Burkina Faso: Dabare dans la commune de Pabre - Les stigmates d'un affrontement communautaire

17 Juillet 2023

Machettes, gourdins, lance-pierres,...Le 30 juin 2023, la population de Dabaré et celle de Gaskaye, deux villages voisins, se sont violemment affrontées, faisant beaucoup de dégâts : un mort, plusieurs blessés et de nombreux dégâts matériels. Le samedi 8 juillet, nous nous sommes rendus à Dabaré, pour reconstituer les faits d'une tragédie qui pouvait être évitée.

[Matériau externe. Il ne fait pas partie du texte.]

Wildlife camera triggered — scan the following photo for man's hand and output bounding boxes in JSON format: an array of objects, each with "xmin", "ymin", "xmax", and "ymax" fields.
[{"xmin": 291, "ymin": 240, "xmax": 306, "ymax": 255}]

« Ils ont tué grand papa » ! Sur le dos de sa maman, Shérifa, trois ans, a le regard apeuré, les yeux en larmes. Depuis quelques jours, la petite ne cesse de pleurer. Dès qu'elle franchit la porte de la concession, elle indique la direction avec son doigt en prononçant les mêmes mots : « ils ont tué grand papa ». En fait, à quelques pas de là, est érigée, depuis le vendredi 8 juillet 2023, la tombe de Adama Ouédraogo, petit frère du papa de la petite Shérifa. En effet, c'est cette mort, dans des conditions atroces, qui hante l'enfant. Pour comprendre ce qui s'est passé, il faut revenir à la journée du 30 juin 2023. Les évènements se déroulent dans la matinée de ce jour-là. « Il (Adama Ouédraogo, ndlr) venait pour nous rendre visite », raconte Abzèta Sawadaogo, marâtre du défunt. Le sieur Ouédraogo n'est jamais arrivé dans sa famille à Dabaré, à quelque 35 km de Ouagadougou, dans la commune de Pabré, province du Kadiogo.

Machettés

Le 30 juin dans la matinée, l'homme de 50 ans quitte Ouagadougou, la capitale, pour le village. Arrivé à Pabré, chef-lieu de la commune à laquelle est rattaché Dabaré, il fait une pause pour se soulager. Il sera rejoint, « fortuitement », par un autre ressortissant de son village. Il s'agit de Salam Ouédraogo qui réside au quartier Somgandé dans l'Arrondissement 4 de Ouagadougou. Le 30 juin, il entreprend de se rendre au village, comme il est de coutume, pour saluer ses parents après la fête de la Tabaski. C'est en cours de route qu'il croise Adama à Pabré. Après avoir échangé les amabilités, les deux hommes vont prendre le chemin ensemble, chacun sur sa moto. En fait, ils ne savent pas ce qui les attend au bout de leur chemin...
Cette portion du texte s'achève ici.